Despite not knowing precisely what I was holding, it seemed…Soviet. I paid the nice lady $40 for the watch. I was so preoccupied with my new find that I forgot to haggle with her. Still, it felt like a decent price for a used watch that functioned.
The missus and I completed our four-mile walking lap and arrived home. I could not wait to examine my puzzle further. When I had some proper optical assistance in front of my retinas, I saw that there was a little submarine above the “6” on the dial.
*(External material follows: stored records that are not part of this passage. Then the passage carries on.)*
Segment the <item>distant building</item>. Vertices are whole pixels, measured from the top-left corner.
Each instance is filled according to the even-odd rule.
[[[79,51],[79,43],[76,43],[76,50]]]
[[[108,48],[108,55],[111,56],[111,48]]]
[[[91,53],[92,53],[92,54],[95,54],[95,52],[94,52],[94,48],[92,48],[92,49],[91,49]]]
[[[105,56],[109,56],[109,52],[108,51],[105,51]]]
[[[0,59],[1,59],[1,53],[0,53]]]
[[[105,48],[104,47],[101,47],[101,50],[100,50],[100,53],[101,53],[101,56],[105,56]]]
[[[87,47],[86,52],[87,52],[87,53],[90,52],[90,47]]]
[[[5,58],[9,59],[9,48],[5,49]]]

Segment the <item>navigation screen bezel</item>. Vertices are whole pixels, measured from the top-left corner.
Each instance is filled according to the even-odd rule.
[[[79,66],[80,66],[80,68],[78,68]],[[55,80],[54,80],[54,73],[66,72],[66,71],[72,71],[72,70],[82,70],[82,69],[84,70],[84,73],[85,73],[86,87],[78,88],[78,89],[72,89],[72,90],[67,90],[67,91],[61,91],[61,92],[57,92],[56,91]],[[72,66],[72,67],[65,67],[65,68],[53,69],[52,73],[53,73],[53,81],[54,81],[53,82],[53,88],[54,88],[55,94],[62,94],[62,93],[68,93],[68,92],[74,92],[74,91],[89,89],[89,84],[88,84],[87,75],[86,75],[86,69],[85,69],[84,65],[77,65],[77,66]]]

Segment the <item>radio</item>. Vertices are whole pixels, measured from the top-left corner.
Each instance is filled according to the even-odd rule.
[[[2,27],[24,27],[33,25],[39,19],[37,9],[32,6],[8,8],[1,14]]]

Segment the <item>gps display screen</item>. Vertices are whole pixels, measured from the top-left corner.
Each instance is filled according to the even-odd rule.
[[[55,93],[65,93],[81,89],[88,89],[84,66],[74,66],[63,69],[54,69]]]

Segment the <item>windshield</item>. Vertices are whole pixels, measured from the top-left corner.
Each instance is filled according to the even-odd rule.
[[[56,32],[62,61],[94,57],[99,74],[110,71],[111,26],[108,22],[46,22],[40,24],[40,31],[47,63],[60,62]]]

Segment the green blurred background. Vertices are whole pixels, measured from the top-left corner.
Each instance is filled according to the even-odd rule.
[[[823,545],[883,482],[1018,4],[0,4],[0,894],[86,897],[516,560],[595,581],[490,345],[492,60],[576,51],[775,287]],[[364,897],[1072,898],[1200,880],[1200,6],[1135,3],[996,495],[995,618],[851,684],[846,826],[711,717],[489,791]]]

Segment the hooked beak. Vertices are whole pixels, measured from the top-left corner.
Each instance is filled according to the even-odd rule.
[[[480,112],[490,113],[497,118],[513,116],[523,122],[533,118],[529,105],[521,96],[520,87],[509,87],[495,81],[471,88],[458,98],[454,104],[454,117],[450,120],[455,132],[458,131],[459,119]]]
Well that gave me a clue.
After a bit of search engine diligence, I determined the timepiece was a Vostok, which is a Russian brand that has built watches for the Soviet, now Russian, Ministry of Defense since 1965. The Vostok logo is seen as a Cyrillic “B” with a partial oval around it.
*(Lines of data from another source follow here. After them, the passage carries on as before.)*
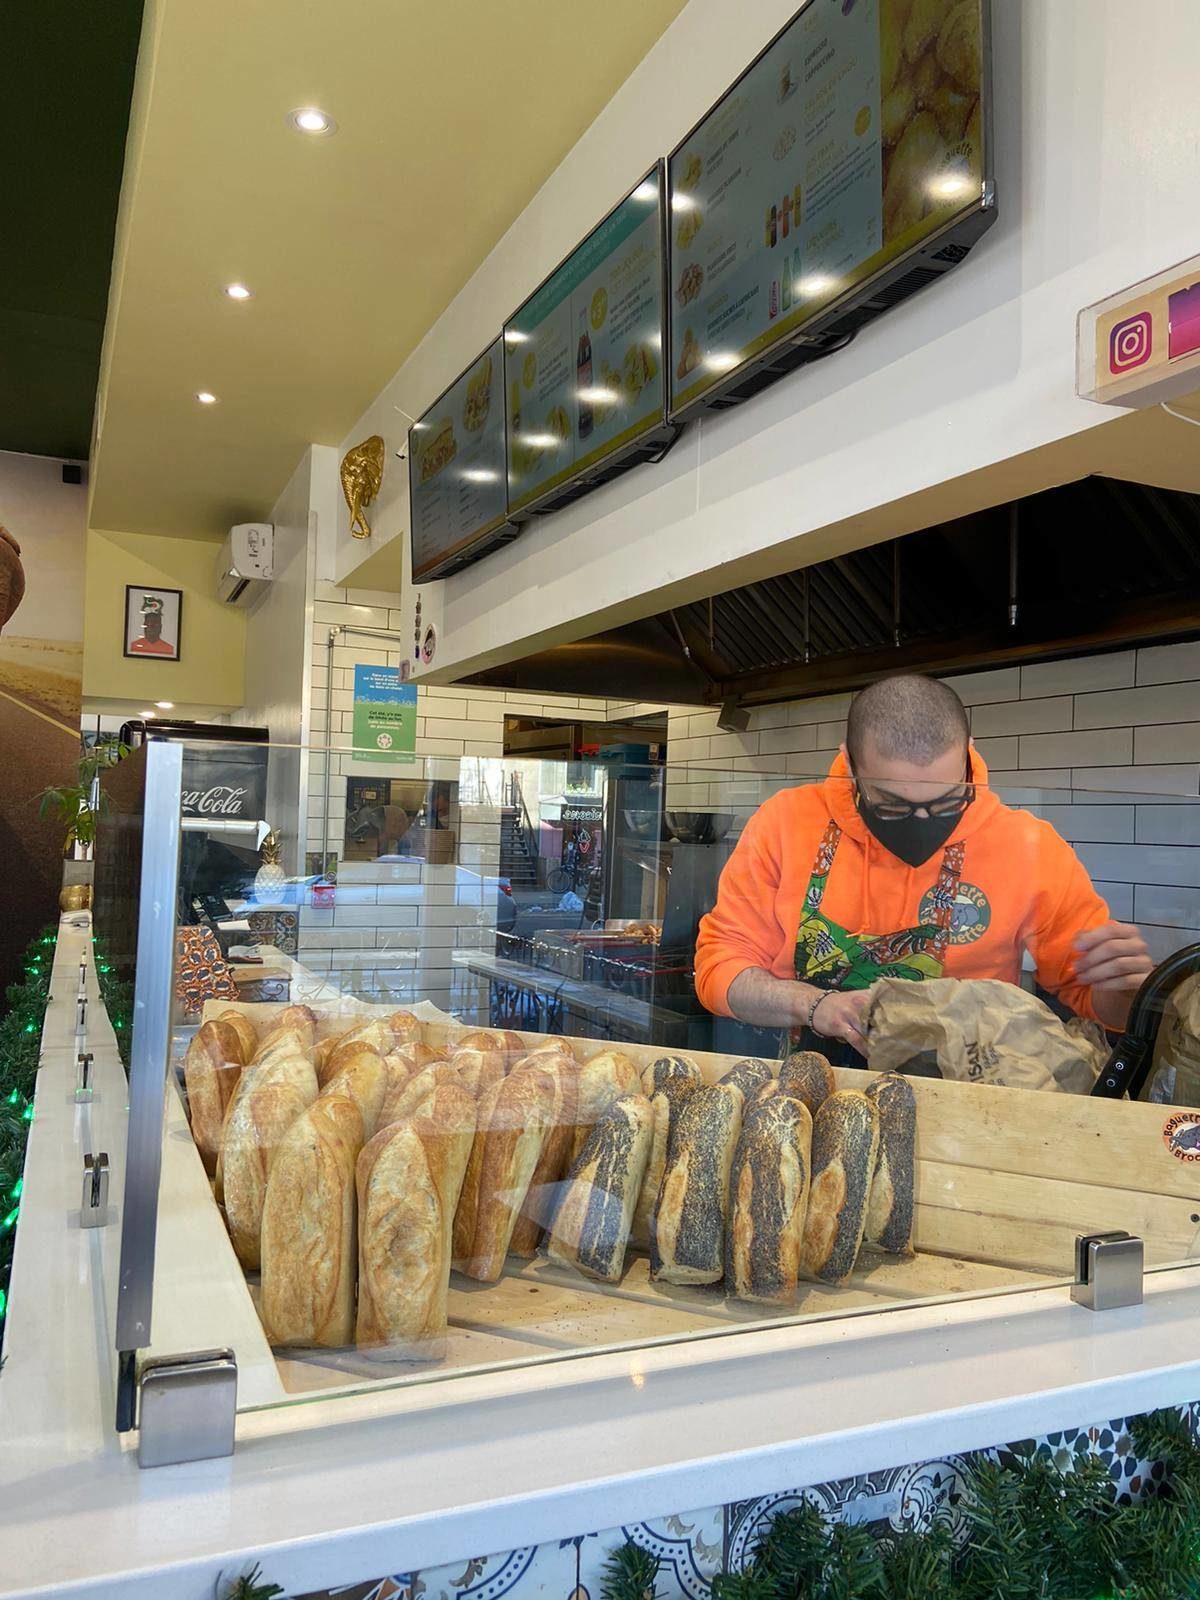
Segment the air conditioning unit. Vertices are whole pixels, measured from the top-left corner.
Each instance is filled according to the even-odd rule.
[[[274,576],[274,526],[239,522],[230,528],[217,561],[217,597],[227,606],[247,605]]]

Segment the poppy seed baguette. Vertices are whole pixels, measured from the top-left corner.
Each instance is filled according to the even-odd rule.
[[[725,1286],[742,1300],[787,1305],[796,1297],[812,1127],[808,1107],[789,1094],[773,1095],[746,1112],[725,1235]]]
[[[547,1254],[604,1283],[617,1283],[653,1128],[650,1102],[622,1095],[602,1113],[571,1168],[550,1227]]]
[[[667,1143],[650,1244],[650,1274],[664,1283],[719,1283],[725,1271],[729,1173],[745,1096],[732,1083],[690,1095]]]
[[[879,1110],[879,1153],[871,1179],[863,1245],[892,1256],[911,1256],[916,1190],[916,1096],[908,1079],[895,1072],[884,1073],[869,1083],[866,1094]]]
[[[858,1089],[830,1095],[813,1118],[812,1188],[800,1273],[845,1283],[854,1271],[879,1153],[879,1111]]]

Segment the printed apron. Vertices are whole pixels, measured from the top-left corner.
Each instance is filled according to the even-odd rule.
[[[932,917],[915,928],[896,933],[849,933],[821,910],[825,887],[833,869],[842,830],[830,819],[804,896],[804,910],[796,931],[796,977],[817,989],[869,989],[880,978],[909,978],[921,982],[940,978],[958,886],[967,847],[947,845],[942,855],[931,898]],[[826,1039],[811,1028],[792,1035],[793,1050],[819,1050],[835,1066],[861,1067],[862,1057],[851,1045]]]

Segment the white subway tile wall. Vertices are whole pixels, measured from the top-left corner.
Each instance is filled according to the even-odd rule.
[[[1200,644],[946,681],[968,708],[992,782],[1078,847],[1113,915],[1137,921],[1156,957],[1200,942]],[[744,820],[752,806],[735,806],[727,782],[697,782],[697,769],[817,779],[849,704],[825,695],[756,706],[744,734],[719,729],[716,712],[672,711],[668,760],[689,771],[673,780],[671,803],[724,804]]]

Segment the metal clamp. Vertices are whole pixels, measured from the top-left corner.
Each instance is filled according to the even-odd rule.
[[[1142,1303],[1146,1250],[1132,1233],[1081,1233],[1075,1240],[1071,1299],[1089,1311],[1116,1311]]]
[[[79,1201],[79,1226],[104,1228],[108,1226],[108,1155],[101,1150],[98,1156],[87,1154],[83,1158],[83,1195]]]
[[[138,1466],[231,1456],[236,1417],[232,1350],[155,1357],[138,1378]]]
[[[92,1052],[81,1050],[76,1057],[75,1102],[77,1105],[92,1098]]]
[[[75,1032],[84,1033],[87,1030],[87,995],[77,995],[76,1003],[79,1006],[79,1011],[75,1017]]]

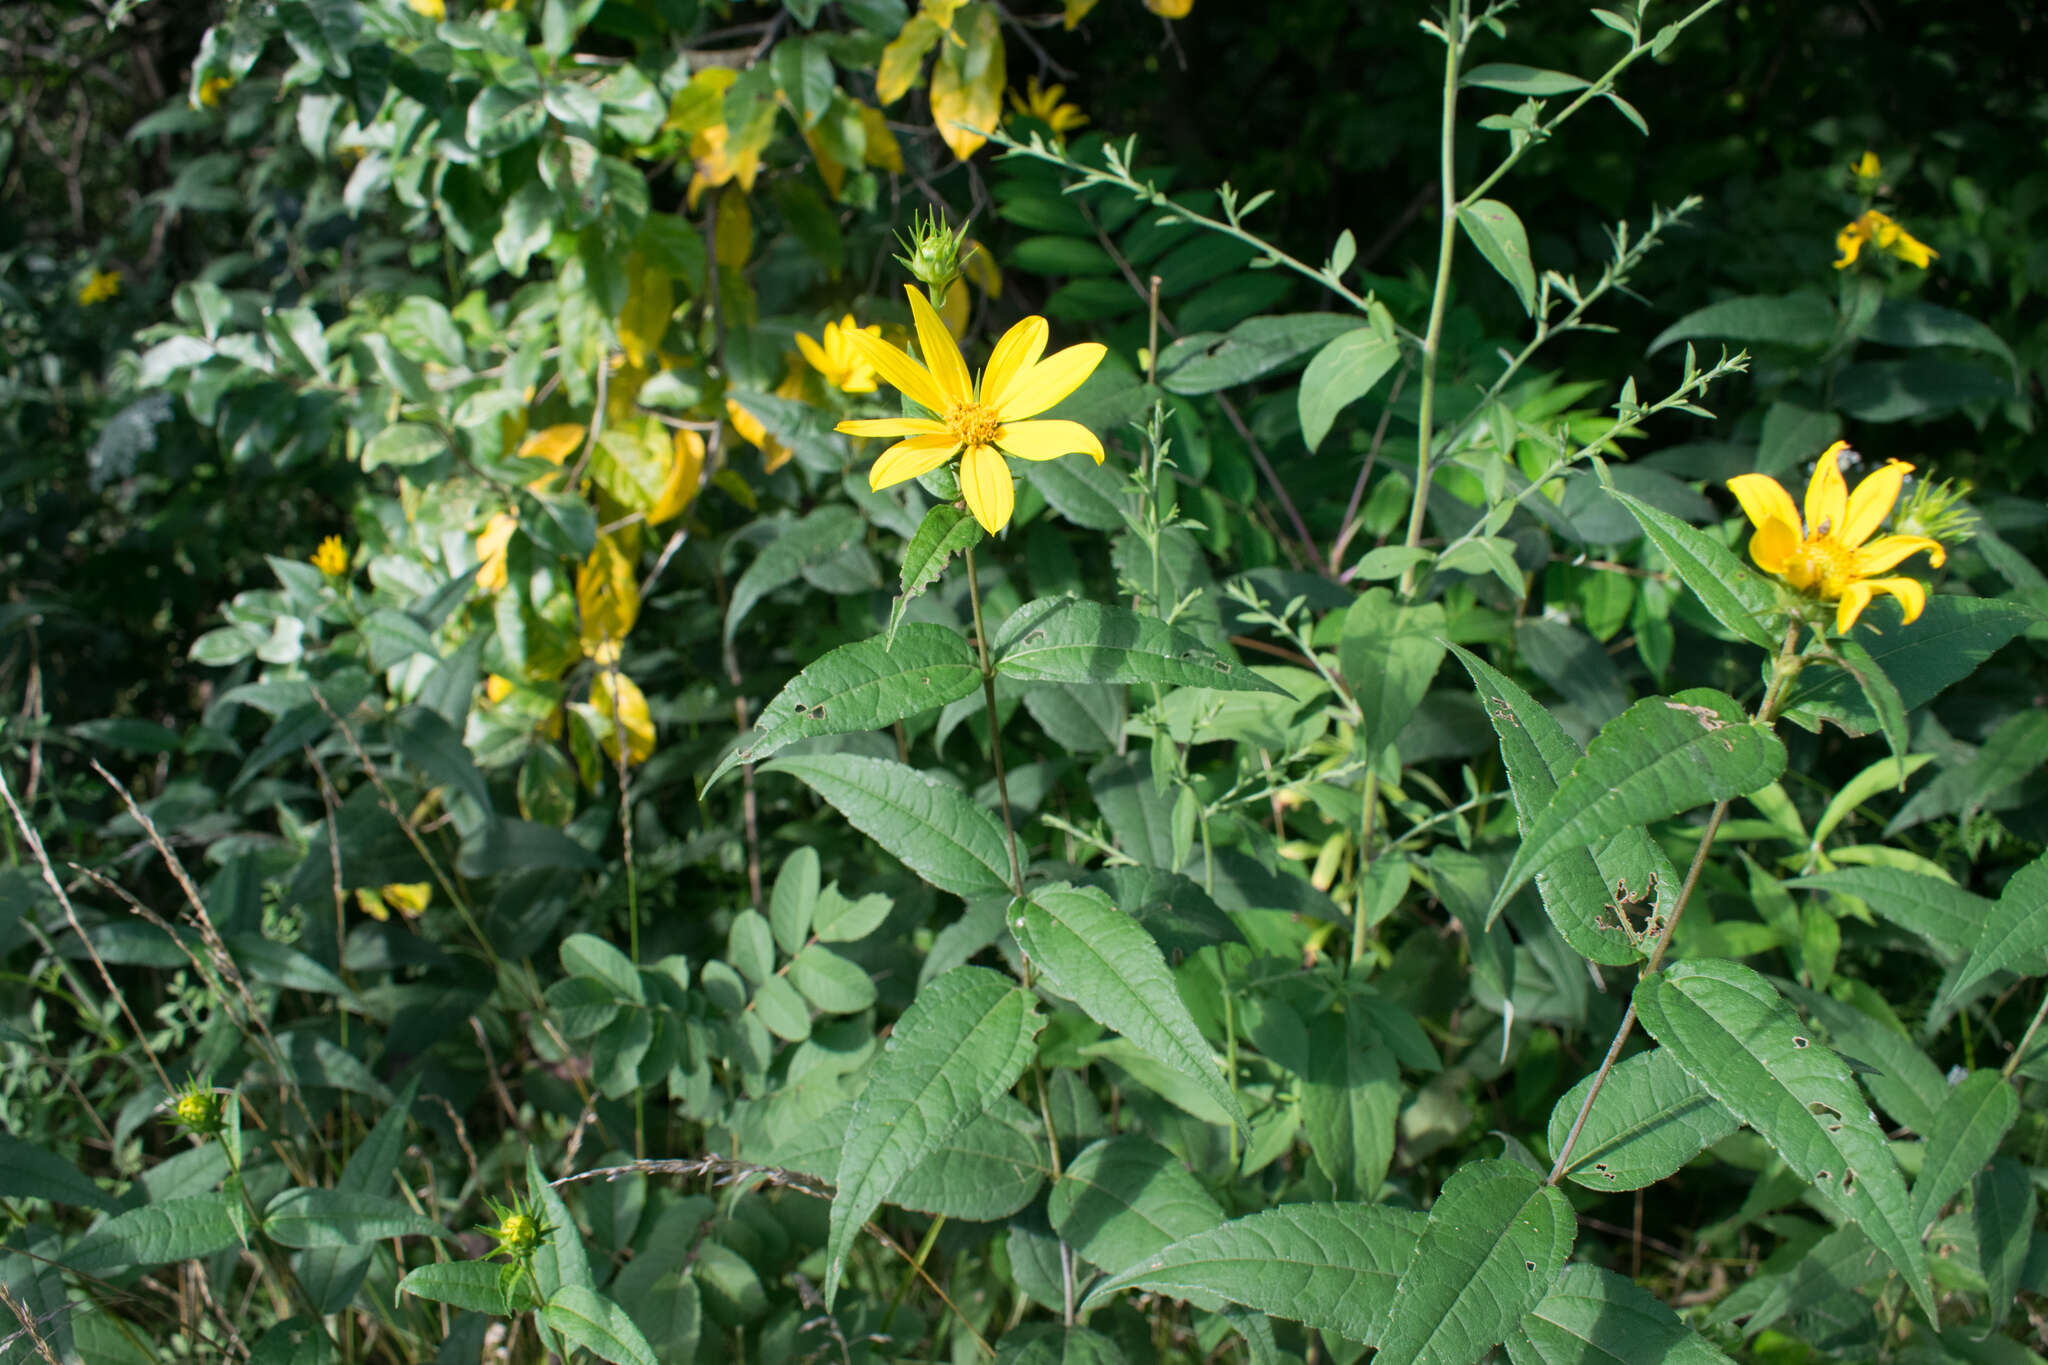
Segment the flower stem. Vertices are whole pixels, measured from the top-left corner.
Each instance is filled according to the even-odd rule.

This particular model is the Komandirskie, or submarine commander’s model, and was issued to them. The lettering on the dial says, “Commander’s” and “antimagnetic” below the Red Star. The back of the watch has the series, “Amphibia.” I can see “200M” for water resistance, but I cannot read the rest of the words.
This old Vostok is likely circa 1980’s, though I cannot precisely date it. It has a Caliber 2409 automatic 17-jewel movement. The steel case is 40mm, excluding the screwdown crown. Its bidirectional bezel has a single luminous dot at 12 o’clock. Tired lume coated the hands and hour marking dots.
The crystal on these watches is acrylic. Mine has a fair amount of scratches, but they can be polished out. I checked out the band. It was a Speidel Twist-O-Flex Classic that someone had put on as a replacement. Somehow, the stretchy band harkened back to times past and was therefore not unwelcome.
New Vostoks models can be purchased on the Internet for less than one hundred dollars. They have reputations for both ruggedness and good timekeeping. This example has apparently witnessed its share of abuse, but it still ticks.
One could imagine the fictional Soviet submarine commander Captain Marko Ramius from Tom Clancy’s novel “The Hunt for Red October” wearing a watch such as this. No, Ramius does not look at all like Sean Connery.
I can attest that my Komandirskie has been quite the conversation generator. I have fielded more than a few questions about this unique timepiece and its origins. My Dad was a Cold Warrior, having served in the U.S. Navy guarding our Pacific flank from Soviet intrusion. I wonder what he would have thought of this interesting little antiquing find.